Apr 8, 2021
Shared global vision underpins potential CFL-XFL collaboration
Randy Ambrosie wasn’t wrong when he looked beyond Canada’s border and saw a world of potential for his nine franchises. Doing a deal with the XFL might buy him the time and platform to pursue his vision, Dave Naylor writes.
By Dave Naylor
For many, the raging debate about the Canadian Football League’s potential alignment with the XFL boils down to a choice of either staying Canadian or selling out to be part of another attempt at alternative professional football in America.
What’s been largely ignored in that conversation is the idea that XFL and CFL leadership share a similar vision of professional football going global.
Beyond the XFL-CFL merger itself, the new collaboration could be a launching point to aggressively pursue franchises in places such as Mexico, Germany and other European countries.
It’s only a tiny leap of faith to believe that whatever is on the table between the CFL and XFL has a considerable international component to its vision.
All the clues are there.
CFL commissioner Randy Ambrosie has been hanging his hat on the international potential of his league since early in his term, forging relationships with football federations around the world and spearheading the introduction of global players.
Like it or not – and there are plenty within and beyond the league who don’t – it’s the one thing that has defined his commissionership thus far.

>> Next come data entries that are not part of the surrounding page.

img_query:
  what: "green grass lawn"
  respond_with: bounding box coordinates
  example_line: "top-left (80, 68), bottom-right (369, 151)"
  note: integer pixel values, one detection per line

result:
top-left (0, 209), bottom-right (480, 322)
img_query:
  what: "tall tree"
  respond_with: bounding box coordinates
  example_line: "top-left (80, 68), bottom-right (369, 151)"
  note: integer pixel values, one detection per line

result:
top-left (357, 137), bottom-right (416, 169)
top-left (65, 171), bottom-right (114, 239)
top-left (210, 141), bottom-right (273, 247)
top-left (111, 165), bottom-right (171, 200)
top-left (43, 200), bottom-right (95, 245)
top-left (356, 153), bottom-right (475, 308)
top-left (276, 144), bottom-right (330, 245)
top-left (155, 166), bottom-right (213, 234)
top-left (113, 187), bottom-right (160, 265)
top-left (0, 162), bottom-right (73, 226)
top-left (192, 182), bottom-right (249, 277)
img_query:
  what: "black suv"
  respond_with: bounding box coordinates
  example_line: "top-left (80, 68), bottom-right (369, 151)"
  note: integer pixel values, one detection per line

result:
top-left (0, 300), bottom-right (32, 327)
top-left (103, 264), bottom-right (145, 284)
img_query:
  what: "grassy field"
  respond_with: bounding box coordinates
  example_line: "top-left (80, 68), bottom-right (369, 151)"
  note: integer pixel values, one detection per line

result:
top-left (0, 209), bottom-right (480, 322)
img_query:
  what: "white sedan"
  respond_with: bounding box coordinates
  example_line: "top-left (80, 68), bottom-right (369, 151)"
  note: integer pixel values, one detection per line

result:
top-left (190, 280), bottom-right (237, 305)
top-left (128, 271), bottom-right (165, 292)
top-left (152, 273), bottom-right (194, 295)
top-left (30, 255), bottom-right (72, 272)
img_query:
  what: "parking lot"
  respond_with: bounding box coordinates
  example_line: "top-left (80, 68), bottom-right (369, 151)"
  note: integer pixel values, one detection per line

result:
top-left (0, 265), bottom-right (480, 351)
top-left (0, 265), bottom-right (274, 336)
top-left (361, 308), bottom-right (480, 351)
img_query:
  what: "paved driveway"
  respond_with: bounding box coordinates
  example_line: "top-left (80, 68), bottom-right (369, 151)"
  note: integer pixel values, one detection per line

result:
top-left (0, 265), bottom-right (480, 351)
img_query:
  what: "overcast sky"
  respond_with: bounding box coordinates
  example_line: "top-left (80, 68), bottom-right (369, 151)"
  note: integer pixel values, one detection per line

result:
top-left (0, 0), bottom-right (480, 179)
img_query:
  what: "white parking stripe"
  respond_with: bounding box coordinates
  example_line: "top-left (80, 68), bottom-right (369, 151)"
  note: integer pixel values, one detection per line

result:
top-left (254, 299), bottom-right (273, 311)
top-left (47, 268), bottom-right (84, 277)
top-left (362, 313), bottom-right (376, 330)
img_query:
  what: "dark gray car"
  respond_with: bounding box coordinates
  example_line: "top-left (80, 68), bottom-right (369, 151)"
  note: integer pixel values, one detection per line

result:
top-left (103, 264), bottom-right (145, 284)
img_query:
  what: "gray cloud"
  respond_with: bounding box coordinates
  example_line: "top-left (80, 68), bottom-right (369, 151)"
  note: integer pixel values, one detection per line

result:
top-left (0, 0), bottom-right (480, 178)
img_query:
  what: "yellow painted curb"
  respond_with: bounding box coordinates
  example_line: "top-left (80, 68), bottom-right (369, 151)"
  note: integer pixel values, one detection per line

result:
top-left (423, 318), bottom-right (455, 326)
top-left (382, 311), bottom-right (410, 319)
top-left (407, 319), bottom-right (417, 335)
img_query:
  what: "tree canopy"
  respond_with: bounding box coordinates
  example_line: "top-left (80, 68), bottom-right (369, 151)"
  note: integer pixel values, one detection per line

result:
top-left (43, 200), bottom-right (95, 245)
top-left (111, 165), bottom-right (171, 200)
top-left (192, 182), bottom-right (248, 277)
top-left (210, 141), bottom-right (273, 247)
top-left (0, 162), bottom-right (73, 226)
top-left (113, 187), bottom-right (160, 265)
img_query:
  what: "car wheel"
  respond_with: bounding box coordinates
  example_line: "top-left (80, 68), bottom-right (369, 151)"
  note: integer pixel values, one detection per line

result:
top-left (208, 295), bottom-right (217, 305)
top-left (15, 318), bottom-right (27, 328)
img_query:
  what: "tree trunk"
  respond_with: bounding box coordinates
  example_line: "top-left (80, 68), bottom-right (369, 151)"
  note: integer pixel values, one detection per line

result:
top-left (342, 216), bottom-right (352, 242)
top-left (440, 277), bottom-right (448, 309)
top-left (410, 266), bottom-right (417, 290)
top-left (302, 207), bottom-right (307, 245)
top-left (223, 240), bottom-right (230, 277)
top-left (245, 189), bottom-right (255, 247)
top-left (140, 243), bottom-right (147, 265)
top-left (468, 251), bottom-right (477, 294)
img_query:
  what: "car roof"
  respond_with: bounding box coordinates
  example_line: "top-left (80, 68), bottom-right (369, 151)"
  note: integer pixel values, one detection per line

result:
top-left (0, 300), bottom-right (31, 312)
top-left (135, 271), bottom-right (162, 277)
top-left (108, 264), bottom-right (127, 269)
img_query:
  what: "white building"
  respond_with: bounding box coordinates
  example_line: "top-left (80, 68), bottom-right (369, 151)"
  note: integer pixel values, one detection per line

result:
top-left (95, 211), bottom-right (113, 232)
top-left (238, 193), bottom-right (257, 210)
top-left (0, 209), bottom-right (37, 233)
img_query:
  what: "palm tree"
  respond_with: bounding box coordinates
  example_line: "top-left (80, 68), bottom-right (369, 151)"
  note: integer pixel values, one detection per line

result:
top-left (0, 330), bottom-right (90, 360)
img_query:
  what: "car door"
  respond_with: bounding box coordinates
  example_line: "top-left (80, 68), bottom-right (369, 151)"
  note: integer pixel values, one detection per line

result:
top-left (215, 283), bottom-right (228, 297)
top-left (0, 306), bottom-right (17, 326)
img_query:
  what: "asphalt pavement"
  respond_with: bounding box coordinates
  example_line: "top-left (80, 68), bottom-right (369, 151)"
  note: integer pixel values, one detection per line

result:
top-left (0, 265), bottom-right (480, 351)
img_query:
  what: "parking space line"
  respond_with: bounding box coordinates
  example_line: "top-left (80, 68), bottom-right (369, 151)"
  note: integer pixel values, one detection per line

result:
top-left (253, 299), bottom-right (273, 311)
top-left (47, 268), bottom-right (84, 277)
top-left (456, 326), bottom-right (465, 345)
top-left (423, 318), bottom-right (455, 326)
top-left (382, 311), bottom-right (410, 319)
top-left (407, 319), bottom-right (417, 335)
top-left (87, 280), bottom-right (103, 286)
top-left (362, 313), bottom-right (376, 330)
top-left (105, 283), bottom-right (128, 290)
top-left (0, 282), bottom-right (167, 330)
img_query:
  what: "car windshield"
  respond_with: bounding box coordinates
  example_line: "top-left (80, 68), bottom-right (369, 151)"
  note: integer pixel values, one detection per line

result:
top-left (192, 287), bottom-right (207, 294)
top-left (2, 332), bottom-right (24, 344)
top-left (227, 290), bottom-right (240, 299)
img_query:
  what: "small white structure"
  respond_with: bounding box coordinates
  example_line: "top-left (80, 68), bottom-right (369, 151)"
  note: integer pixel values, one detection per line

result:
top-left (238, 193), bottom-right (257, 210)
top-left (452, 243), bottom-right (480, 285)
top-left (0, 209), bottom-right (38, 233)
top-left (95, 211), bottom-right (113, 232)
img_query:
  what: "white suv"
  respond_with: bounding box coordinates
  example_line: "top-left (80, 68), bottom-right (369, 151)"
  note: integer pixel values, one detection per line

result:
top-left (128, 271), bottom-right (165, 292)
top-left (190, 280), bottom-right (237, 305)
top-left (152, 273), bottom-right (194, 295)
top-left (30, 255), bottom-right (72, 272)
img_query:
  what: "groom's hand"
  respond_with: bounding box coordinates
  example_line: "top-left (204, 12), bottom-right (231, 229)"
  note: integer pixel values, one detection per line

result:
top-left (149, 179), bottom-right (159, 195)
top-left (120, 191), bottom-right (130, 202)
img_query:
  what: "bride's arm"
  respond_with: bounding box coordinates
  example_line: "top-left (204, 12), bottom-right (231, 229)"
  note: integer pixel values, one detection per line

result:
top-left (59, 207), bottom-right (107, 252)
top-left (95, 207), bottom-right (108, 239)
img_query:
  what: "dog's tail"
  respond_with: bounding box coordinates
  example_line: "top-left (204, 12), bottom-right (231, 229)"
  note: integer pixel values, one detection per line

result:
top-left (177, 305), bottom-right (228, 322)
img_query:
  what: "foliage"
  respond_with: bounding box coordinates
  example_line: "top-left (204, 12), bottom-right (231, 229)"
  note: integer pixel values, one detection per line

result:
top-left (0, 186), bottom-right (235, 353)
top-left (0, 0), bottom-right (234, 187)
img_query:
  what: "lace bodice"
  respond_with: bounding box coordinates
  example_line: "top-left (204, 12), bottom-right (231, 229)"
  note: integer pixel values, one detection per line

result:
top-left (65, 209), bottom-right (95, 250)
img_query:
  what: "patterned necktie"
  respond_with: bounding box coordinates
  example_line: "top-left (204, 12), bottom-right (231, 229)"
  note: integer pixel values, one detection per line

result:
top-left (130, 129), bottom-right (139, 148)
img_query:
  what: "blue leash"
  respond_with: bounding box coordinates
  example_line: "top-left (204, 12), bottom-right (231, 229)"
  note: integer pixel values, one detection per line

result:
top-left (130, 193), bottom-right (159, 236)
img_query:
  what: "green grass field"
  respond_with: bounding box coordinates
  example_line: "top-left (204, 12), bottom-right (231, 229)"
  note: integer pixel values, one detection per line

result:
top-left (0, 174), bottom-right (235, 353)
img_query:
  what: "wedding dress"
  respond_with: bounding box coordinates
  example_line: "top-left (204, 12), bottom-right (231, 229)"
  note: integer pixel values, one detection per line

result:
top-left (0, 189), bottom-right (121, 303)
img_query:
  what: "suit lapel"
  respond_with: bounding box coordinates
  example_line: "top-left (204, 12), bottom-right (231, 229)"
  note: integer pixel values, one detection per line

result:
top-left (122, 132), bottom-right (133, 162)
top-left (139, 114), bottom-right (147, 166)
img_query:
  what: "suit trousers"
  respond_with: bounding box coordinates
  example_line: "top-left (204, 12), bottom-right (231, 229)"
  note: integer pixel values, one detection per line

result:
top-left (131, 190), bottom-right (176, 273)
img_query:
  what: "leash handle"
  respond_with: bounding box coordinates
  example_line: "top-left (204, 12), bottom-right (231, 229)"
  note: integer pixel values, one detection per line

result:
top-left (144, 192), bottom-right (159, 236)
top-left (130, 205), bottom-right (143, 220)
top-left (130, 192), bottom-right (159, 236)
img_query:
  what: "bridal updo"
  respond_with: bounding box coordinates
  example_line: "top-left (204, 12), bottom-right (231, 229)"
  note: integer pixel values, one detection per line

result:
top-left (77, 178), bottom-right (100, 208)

What’s never been clear is how the CFL was going to monetize that international potential with a nine-team league of franchises in Canada.

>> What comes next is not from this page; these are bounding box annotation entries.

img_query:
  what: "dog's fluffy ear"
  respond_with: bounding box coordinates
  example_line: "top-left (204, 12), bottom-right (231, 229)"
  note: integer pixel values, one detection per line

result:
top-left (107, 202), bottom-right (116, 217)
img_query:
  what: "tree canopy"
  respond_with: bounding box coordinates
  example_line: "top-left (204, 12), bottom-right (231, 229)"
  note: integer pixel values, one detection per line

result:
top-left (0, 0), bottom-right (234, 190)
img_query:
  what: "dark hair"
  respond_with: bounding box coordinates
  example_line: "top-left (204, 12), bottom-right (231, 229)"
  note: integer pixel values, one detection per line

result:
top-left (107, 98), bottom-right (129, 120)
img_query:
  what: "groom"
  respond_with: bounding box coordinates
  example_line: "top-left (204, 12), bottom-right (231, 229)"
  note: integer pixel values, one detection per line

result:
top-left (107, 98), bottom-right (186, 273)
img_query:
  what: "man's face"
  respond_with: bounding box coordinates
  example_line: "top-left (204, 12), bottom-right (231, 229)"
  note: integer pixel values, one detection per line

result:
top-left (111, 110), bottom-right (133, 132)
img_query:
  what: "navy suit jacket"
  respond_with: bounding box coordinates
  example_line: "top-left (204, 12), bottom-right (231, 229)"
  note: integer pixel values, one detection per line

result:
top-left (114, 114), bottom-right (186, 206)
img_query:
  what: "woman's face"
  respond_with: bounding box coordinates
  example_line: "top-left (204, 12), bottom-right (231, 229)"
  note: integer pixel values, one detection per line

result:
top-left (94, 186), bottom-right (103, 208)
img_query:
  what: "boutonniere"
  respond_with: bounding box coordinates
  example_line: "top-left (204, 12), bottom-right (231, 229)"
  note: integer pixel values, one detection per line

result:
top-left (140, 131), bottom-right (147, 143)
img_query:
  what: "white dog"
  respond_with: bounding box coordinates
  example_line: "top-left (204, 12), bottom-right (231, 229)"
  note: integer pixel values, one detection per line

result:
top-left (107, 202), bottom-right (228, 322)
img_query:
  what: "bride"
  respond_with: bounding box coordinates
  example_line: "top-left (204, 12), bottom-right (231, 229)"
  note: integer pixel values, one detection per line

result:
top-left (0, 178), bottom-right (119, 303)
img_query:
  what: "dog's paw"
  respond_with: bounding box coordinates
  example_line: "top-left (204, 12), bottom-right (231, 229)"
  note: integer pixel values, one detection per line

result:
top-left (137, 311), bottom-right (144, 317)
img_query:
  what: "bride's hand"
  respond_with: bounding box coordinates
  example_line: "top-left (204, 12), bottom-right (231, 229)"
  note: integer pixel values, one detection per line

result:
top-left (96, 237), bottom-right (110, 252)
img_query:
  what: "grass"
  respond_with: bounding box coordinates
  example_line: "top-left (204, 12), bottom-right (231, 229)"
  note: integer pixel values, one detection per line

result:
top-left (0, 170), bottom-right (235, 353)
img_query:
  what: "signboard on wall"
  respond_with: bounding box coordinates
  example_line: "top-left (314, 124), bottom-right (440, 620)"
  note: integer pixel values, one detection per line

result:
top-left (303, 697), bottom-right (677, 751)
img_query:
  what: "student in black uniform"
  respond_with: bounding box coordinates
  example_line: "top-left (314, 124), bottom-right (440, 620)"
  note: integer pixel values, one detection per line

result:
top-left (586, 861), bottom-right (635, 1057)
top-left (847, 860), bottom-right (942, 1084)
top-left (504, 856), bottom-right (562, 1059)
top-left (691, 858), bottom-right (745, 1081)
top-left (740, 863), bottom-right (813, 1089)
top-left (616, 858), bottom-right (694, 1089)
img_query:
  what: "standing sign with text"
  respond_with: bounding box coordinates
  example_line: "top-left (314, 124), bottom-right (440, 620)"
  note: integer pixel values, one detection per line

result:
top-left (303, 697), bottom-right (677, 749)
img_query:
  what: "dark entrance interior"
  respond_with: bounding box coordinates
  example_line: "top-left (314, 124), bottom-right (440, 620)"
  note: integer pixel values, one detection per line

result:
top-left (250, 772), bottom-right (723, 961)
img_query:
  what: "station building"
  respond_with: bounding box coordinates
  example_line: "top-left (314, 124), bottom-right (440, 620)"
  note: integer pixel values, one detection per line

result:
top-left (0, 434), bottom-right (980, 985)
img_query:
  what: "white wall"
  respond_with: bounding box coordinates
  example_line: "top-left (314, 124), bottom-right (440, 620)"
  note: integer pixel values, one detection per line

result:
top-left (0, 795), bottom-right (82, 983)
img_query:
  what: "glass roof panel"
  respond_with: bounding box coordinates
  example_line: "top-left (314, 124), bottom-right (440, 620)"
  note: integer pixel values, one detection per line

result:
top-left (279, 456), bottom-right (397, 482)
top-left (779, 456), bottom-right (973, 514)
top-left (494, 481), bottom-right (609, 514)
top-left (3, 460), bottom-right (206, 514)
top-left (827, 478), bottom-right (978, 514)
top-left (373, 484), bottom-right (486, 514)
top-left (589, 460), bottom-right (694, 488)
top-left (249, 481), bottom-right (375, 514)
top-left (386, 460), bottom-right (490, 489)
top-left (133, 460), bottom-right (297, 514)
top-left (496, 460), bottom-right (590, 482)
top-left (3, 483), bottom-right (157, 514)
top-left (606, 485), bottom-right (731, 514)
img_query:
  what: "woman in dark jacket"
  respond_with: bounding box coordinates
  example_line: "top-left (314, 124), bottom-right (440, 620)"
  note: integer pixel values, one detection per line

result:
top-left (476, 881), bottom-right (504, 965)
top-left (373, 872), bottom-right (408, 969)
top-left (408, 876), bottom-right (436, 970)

The league’s global players have had minimal impact so far and, while that may change, it feels like a stretch to believe their mere presence can drive demand for distribution and revenues from their respective native lands. That’s why the biggest complaint about Ambrosie’s global vision is that it lacks the financial returns to justify the effort – especially in a league without money to spare.

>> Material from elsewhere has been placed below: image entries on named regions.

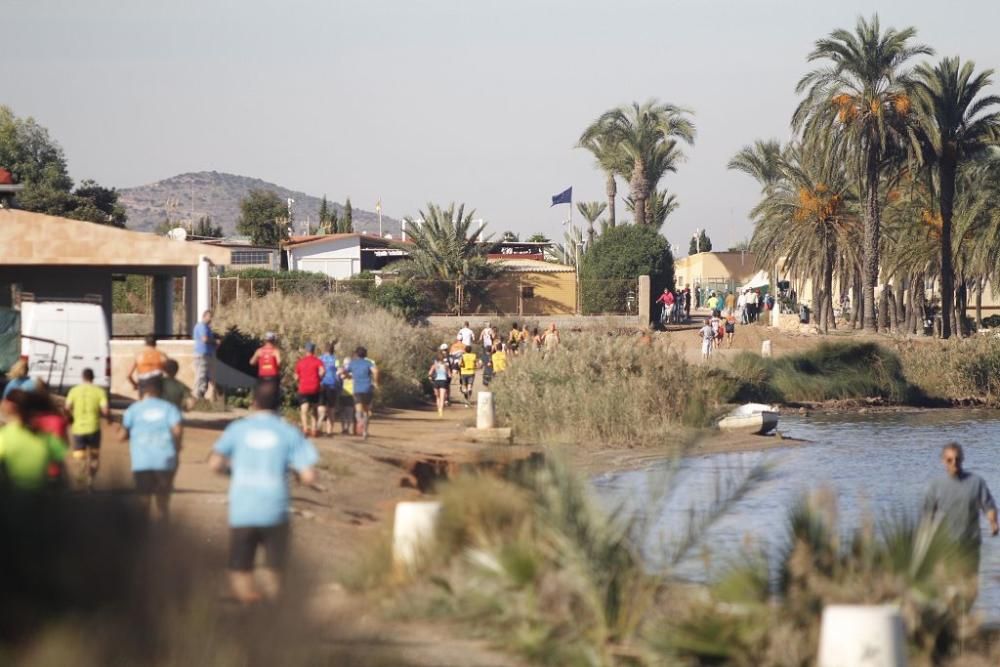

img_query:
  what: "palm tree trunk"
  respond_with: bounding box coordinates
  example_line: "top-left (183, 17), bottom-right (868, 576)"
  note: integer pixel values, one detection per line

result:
top-left (861, 149), bottom-right (882, 331)
top-left (939, 160), bottom-right (955, 338)
top-left (605, 171), bottom-right (618, 227)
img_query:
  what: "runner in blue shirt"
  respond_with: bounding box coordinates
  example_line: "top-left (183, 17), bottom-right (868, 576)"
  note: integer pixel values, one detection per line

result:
top-left (209, 383), bottom-right (319, 604)
top-left (347, 347), bottom-right (378, 440)
top-left (120, 377), bottom-right (182, 521)
top-left (319, 341), bottom-right (343, 436)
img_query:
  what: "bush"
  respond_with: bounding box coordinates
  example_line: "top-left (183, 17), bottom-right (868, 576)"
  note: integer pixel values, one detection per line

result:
top-left (491, 335), bottom-right (732, 447)
top-left (580, 225), bottom-right (674, 314)
top-left (216, 293), bottom-right (436, 406)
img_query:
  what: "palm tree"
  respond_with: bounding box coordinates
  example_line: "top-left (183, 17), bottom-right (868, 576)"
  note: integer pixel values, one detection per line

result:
top-left (792, 15), bottom-right (932, 330)
top-left (576, 201), bottom-right (608, 247)
top-left (583, 100), bottom-right (695, 225)
top-left (400, 203), bottom-right (493, 309)
top-left (913, 57), bottom-right (1000, 338)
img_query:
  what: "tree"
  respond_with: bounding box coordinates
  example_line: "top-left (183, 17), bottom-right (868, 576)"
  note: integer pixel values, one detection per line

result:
top-left (914, 58), bottom-right (1000, 338)
top-left (580, 225), bottom-right (674, 313)
top-left (236, 189), bottom-right (288, 248)
top-left (584, 100), bottom-right (695, 225)
top-left (792, 15), bottom-right (932, 330)
top-left (688, 229), bottom-right (712, 255)
top-left (576, 201), bottom-right (608, 245)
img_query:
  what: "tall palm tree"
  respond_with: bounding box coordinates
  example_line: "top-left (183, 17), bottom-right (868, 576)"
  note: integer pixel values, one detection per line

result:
top-left (577, 130), bottom-right (626, 227)
top-left (792, 15), bottom-right (932, 330)
top-left (576, 201), bottom-right (608, 247)
top-left (913, 57), bottom-right (1000, 338)
top-left (584, 100), bottom-right (695, 225)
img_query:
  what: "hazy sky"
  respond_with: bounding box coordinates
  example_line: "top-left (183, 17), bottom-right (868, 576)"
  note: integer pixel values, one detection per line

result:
top-left (7, 0), bottom-right (1000, 248)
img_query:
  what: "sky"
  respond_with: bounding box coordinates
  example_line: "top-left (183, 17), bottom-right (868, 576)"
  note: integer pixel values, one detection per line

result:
top-left (0, 0), bottom-right (1000, 252)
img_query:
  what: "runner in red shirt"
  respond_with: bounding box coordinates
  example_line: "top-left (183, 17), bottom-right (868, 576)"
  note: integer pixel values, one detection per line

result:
top-left (295, 343), bottom-right (326, 437)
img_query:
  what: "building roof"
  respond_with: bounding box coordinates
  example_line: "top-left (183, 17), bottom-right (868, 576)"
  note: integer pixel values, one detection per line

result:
top-left (489, 256), bottom-right (576, 273)
top-left (0, 209), bottom-right (230, 266)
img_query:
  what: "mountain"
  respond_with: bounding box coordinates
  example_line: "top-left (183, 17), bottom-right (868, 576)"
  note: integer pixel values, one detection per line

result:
top-left (118, 171), bottom-right (400, 238)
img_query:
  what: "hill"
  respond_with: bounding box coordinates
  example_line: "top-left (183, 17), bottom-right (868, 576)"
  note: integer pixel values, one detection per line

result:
top-left (118, 171), bottom-right (400, 238)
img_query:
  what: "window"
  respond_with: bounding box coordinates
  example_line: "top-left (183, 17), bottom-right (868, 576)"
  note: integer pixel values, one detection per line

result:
top-left (232, 250), bottom-right (271, 265)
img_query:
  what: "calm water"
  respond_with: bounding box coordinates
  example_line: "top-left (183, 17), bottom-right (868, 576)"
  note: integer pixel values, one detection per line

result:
top-left (594, 410), bottom-right (1000, 621)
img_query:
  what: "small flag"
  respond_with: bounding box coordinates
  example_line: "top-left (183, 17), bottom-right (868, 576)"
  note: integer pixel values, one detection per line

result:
top-left (549, 187), bottom-right (573, 208)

Could a collaboration with the XFL and a shared global vision be the vehicle to allow Ambrosie to pursue this in a more meaningful and impactful way? The idea of putting teams in foreign markets would seem to have more potential than expecting international fans to follow a nine-team league in Canada simply because it includes a few of their countrymen.
But would the XFL be on board with such a vision? Again, all the clues say yes.
Start with Dany Garcia, co-owner of the XFL and the CEO of the Garcia Companies, a holding company with a portfolio that includes TGC Management, a global brand development and management company.
This was her tweet on the morning of March 10, the day formal talks between the XFL and CFL were made public:
Further, Garcia added that day during an interview with TSN that the CFL’s international partnerships were something that helped bring the XFL leadership to the table. The XFL’s other co-owner, Redbird Capital, has investments in two European soccer teams and this spring purchased 30 per cent stake of Wasserman Media, a sports marketing and talent agency with international interests. It also doesn’t hurt that both the brand and primary businesses of XFL co-owner Dwayne ‘The Rock’ Johnson – pro wrestling and motion pictures – are global as well.
The two leagues don’t share the same number of downs, but they do share a vision for international pro football. So, what are the chances they’re exploring that together? Pretty good. The question is: Can this really work?
It’s worth recalling that the NFL has failed twice in Europe, first with the World League of American Football, and then with NFL Europe.
Both of those were truly development leagues, created and managed by the NFL as a laboratory for available talent, with hopes as well to grow the game internationally. But it was as close to a farm system as there’s ever been in pro football.
An XFL-CFL collaboration would be independent. And while the goal of players would certainly be to move on to the NFL, there’s no sense that the two sides are trying to form a development league.
Meanwhile, the game of football has made great inroads around the world over the last generation. So much so that players are starting to come from Europe into the upper levels of NCAA football, the same way they started to in basketball by in the 1980s.
Many NCAA teams now recruit in Europe. The first European-trained quarterback in Power Five conference history, Germany’s Alexander Honig, will be a freshman at TCU this fall. The NFL Academy, established in London in 2019, has begun producing NCAA-level talent as well. One of its quarterbacks, George Reynolds of Kent, England, will attend the University of Ottawa this fall.
There is no question the game is growing internationally. There is a five-year-old pro league in Mexico, and the newly minted European Football League, made up of teams from Germany and Poland, will begin is first season in June.
It may seem like a far-fetched idea today but could the XFL-CFL collaboration lead to a league with a third of its teams in Canada, a third in the U.S, and a third elsewhere? A global league, playing opposite the NFL calendar, drawing television revenues and sponsorship from several countries, reinforced by sports wagering interest from around the world?
Ambrosie wasn’t wrong when he looked beyond Canada’s border and saw a world of potential for his nine franchises. He just couldn’t find a way to get there fast enough.
So, if doing a deal with the XFL can buy him the time and platform to pursue his vision, that may be exactly what he’s prepared to do.